Segundo a reportagem apurou, na última quinta (6) e sexta-feira (7), dirigentes da Petrobras do Rio de Janeiro chegaram em Quixadá e iniciaram uma sessão de reuniões internas. O comunicado veio na sexta. Muitos ficaram abatidos com a decisão. Uma das razões para o encerramento das operações seria a seca, que castiga o Ceará já há cinco anos seguidos e que nas cidades da região Central, como em Quixadá, agem ainda mais forte.

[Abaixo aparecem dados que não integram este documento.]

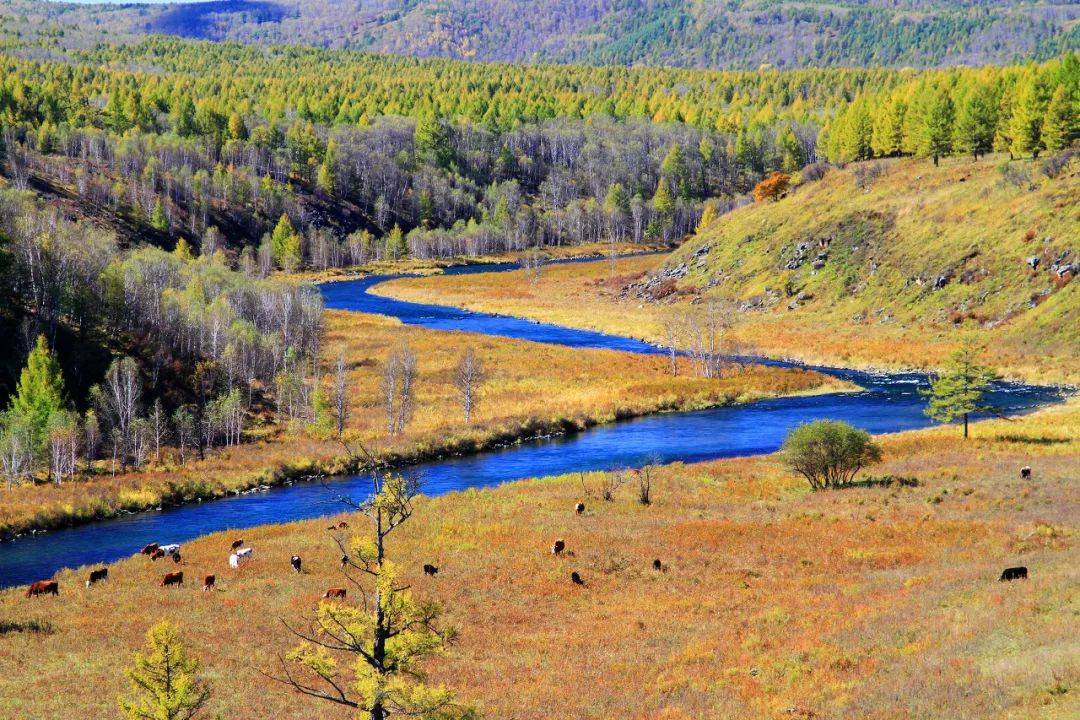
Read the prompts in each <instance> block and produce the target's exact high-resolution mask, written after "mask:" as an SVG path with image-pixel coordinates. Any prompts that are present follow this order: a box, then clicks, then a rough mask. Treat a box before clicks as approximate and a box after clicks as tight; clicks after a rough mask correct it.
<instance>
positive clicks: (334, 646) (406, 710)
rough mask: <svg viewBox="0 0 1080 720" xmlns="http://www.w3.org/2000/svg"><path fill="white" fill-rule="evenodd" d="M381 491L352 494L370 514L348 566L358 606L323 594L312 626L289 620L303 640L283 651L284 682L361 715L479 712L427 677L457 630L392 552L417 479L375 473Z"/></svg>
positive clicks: (468, 713) (324, 700)
mask: <svg viewBox="0 0 1080 720" xmlns="http://www.w3.org/2000/svg"><path fill="white" fill-rule="evenodd" d="M373 485H374V490H375V494H374V498H373V499H372V500H369V501H367V502H365V503H354V502H353V501H348V500H347V501H346V502H347V503H348V504H350V506H352V507H355V508H356V510H359V511H361V512H363V513H364V514H365V515H366V516H367V517H368V519H369V520H370V526H372V527H370V534H368V535H364V536H360V535H357V536H355V538H353V539H352V541H351V542H349V543H348V544H347V543H346V541H345V540H338V549H339V551H340V552H341V553H342V554H343V556H345V557H346V558H347V559H346V560H345V567H343V569H342V572H343V573H345V578H346V580H347V581H348V582H349V583H350V584H351V585H352V586H353V590H354V593H355V596H356V597H360V598H362V601H361V603H360V604H357V606H352V604H347V603H346V602H343V601H337V600H335V601H328V600H324V601H322V602H320V604H319V610H318V611H316V613H315V616H314V619H312V620H311V621H310V623H309V626H308V628H306V629H296V628H294V627H292V626H289V625H287V624H286V627H288V629H289V631H292V633H293V634H294V635H296V636H297V637H299V638H300V644H299V646H298V647H297V648H295V649H294V650H293V651H292V652H289V653H288V654H287V655H286V656H285V657H283V658H282V669H283V673H284V677H276V678H274V679H275V680H279V681H281V682H284V683H285V684H286V685H289V687H291V688H293V689H294V690H296V691H297V692H299V693H302V694H305V695H308V696H311V697H316V698H319V699H322V701H326V702H327V703H333V704H337V705H342V706H346V707H351V708H355V709H356V717H357V718H361V717H363V718H369V719H370V720H384V719H387V718H392V717H403V718H426V719H430V720H464V719H469V718H474V717H475V714H474V711H473V710H472V709H471V708H468V707H464V706H461V705H459V704H458V703H457V702H456V701H455V698H454V695H453V693H450V691H449V690H447V689H446V688H443V687H431V685H428V684H427V676H426V674H424V671H423V663H424V661H427V660H428V658H430V657H432V656H435V655H440V654H442V653H443V652H444V651H445V649H446V646H447V644H448V643H449V642H451V641H453V639H454V637H455V635H456V631H455V630H454V629H453V628H448V627H442V628H441V627H438V617H440V615H441V614H442V609H441V608H440V606H438V603H436V602H432V601H426V600H418V599H416V598H415V597H414V596H413V594H411V593H410V592H409V590H408V586H407V585H403V584H402V583H401V580H400V579H399V572H397V567H396V566H395V565H394V563H393V562H392V561H391V560H389V559H388V558H387V538H388V536H389V535H390V534H391V533H392V532H393V531H394V530H395V529H397V528H399V527H400V526H401V525H402V524H404V522H405V521H406V520H408V518H409V517H410V516H411V515H413V499H414V498H415V495H416V494H417V486H416V483H415V481H411V480H407V479H405V478H403V477H401V476H397V475H391V476H387V477H383V476H381V475H380V474H379V473H375V474H374V475H373Z"/></svg>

Em junho, em reportagem especial, o Diário do Nordeste mostrou que apesar do incentivo dado aos trabalhadores rurais quixadaenses no início das atividades da PBio, o total de matéria prima oriunda de canteiros da região para fabricação de biocombustível não corresponderia nem a 1% do que era necessário. O fenômeno teria prejudicado a produção de matéria prima por trabalhadores locais.

Profissionais

Aqueles que são funcionários da própria empresa devem ser realocados para outras unidades, conforme esclareceu a Petrobras. Já os terceirizados, que correspondem pela maioria dos funcionários, a expectativa é que eles sejam demitidos. Rogério Pordeus Freire, 39, conta que trabalha na unidade de Quixadá desde quando o local era apenas um terreno plano. Com mais de dez anos de trabalho, ele diz ter conseguido comprar até a própria casa graças ao salário que ganha. "A gente não sabe como vai sobreviver aqui porque emprego é escasso. Isso daqui garantia o sustento de muita gente", diz Rogério.

Visto como uma esperança para a comunidade local sobretudo pela quantidade de empregos diretos e indiretos que iria gerar, após oito anos de atividade o setor de biocombustíveis em Quixadá deu lugar à decepção. "Esse ramo deu emprego a muita gente. Com o fim dessa unidade aqui, com certeza nós vamos ficar desempregados", diz o motorista Ranilson Dantas da Costa, 34, natural do Rio Grande do Norte. "Não vai ter mais o que carregar, então tem gente que já começou a ser colocado pra fora", explica o motorista.

Economia local abalada

Com as demissões que esperam acontecer, a economia local também deve sair prejudicada, já que a chegada da unidade ajudou a fortalecer e a crescer o comércio. Em Juatama, os comerciantes já aguardam uma queda no faturamento. "Eu tenho um lava jato aqui em Juatama e a maioria dos carros que a gente lava é de gente daqui. Quando for embora, a gente tem que procurar fazer outra coisa porque, carro de funcionário não vai ter mais", explica Valdércio Benízio de Moura.

Procurada, a gerência da unidade em Quixadá não quis conversar com a reportagem. A Petrobras não esclareceu como deve acontecer o processo de encerramento das atividades. Questões como o que deve ser feito no lugar em seguida, não foram respondidas.